Jamaica Mortgage Bank targets $1.3b for lending
Jamaica Mortgage Bank, JMB, aims to lend $1.3 billion to developers for housing construction this fiscal year.
If the state-owned financier hits the target, it would represent a one-third increase atop the $972 million of loans written last year.
JMB mobilises loan funds for on-lending to public- and private-sector housing developers and to other lending institutions. It also provides mortgage insurance services on behalf of the Government of Jamaica. The bank is currently targeting the enrolment of more companies in its insurance programme, as well.
Its targets for financing this year are designed to deliver a combined 180 housing units across the island.
Two of those projects to which funds are already being disbursed, according to General Manager Courtney Wynter, include the Hampton's at Fairway in Kingston, a project being done by developer Devon Young, and Mayfair, a complex of apartments and townhouses being pursued by developer Kevin Malcolm near Red Hills, also in Kingston.

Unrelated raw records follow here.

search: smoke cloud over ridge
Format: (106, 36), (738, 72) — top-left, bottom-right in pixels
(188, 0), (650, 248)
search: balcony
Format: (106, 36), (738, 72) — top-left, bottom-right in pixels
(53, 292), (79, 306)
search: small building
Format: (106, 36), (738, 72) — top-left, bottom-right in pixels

Both projects, which are 95 per cent complete, are designed to deliver 86 housing units to the market.
Wynter told the Financial Gleaner that the bank really wants to "more than double" its loan portfolio and number of housing solutions financed by 2022. Its loan book is now valued at $2.3 billion, up from $1.65 billion in fiscal 2017.
The $972 million of new loans written in the past fiscal year ending March 2018 reflected an increase of nearly 44 per cent and financed 94 new housing units. Distributions in the period, inclusive of new and ongoing projects approved in prior periods, amounted to $1.1 billion or three per cent higher than the previous fiscal period.

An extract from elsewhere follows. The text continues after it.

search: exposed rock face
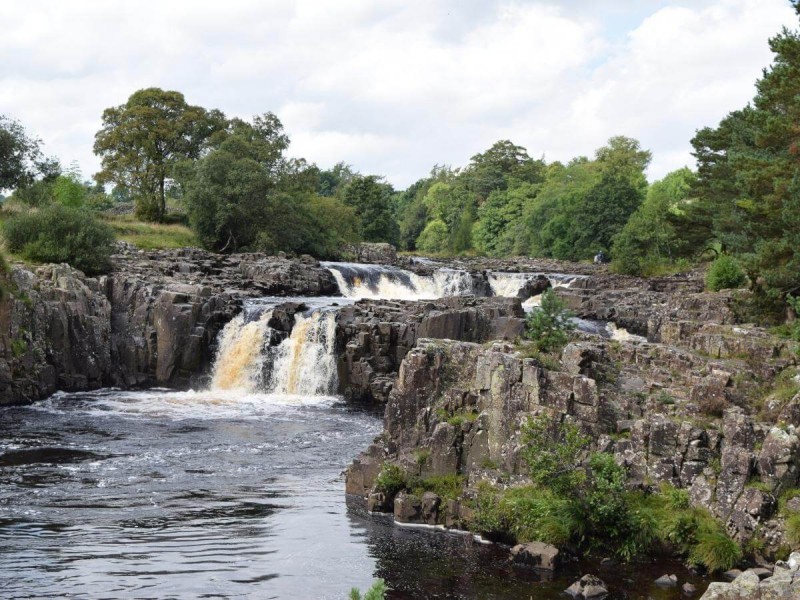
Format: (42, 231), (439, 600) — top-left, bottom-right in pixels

Those improvements follow a three-year programme ending in 2017 to "stabilise the company and return to sustainable growth and profitability", Wynter noted, a plan that centred on growing the JMB's loan portfolio, new innovative means of funding projects, and collecting on bad debt. Wynter inherited the problems when he took over as GM in 2014.

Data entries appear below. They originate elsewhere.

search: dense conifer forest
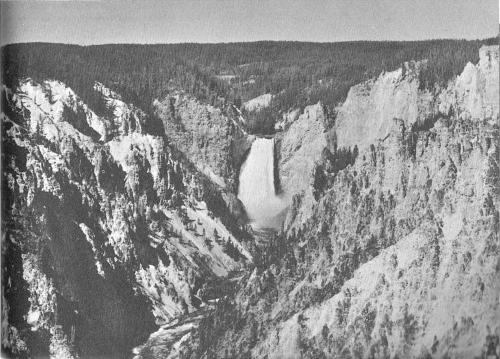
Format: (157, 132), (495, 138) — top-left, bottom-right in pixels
(2, 38), (497, 134)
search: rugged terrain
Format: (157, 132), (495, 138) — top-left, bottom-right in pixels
(1, 43), (499, 359)
(1, 80), (252, 358)
(159, 45), (499, 359)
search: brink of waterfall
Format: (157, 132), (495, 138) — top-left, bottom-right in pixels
(238, 138), (288, 230)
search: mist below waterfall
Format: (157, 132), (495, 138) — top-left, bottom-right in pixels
(238, 138), (288, 229)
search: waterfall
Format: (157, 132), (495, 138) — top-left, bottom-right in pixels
(238, 138), (287, 229)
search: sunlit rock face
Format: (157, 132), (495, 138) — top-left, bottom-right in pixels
(238, 138), (287, 229)
(153, 93), (253, 223)
(279, 103), (328, 196)
(277, 102), (329, 229)
(1, 79), (252, 358)
(334, 45), (499, 154)
(254, 45), (500, 359)
(334, 61), (432, 151)
(164, 45), (500, 359)
(243, 93), (274, 112)
(153, 94), (252, 192)
(439, 45), (499, 121)
(2, 43), (499, 359)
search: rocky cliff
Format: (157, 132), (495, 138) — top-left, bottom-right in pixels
(1, 80), (252, 358)
(2, 44), (499, 359)
(276, 102), (329, 229)
(259, 46), (500, 359)
(153, 94), (251, 192)
(178, 45), (499, 359)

Going forward, the bank aims to back developments largely positioned at the low-middle to middle-income market, he said.
The JMB has been doing business on behalf of the government since 1971. Since then, it has financed more than 100 residential and commercial development projects valued at more than $39 billion, which have delivered around 17,000 housing solutions, "including over 50 per cent of houses built in Portmore and Greater Portmore," the mortgage banker said.
In more recent years, a series of bad loans have been weighing on the bank. But it has now collected $1.5 billion on its non-performing portfolio, and now aims to bring the NPL portfolio back to industry levels within two years. NPLs in the aggregate banking sector is currently estimated at 2.77 per cent, according to Bank of Jamaica data on the private market.
At their worst point, non-performing loans at JMB had risen above 60 per cent of the bank's portfolio. That's now been cut to 15 per cent, Wynter said.
Wynter, noting that what he could say was restricted by the fact that the JMB's financials have not yet been tabled in Parliament, said that for the year ended, the bank's balance sheet grew by an annual 8.9 per cent, primarily as a result of a 30.2 per cent growth in its loan portfolio. The bank also exceeded its budgeted pretax profit by 2,144 per cent, he said.
In fiscal 2017, JMB made pretax profit of nearly $116 million, but was only expecting to make a fraction of that, $6.5 million, in the following period ending March 2018, according to the Jamaica Public Bodies report. The report also projects pretax profit of $27 million for the bank by the end of this fiscal year at March 2019.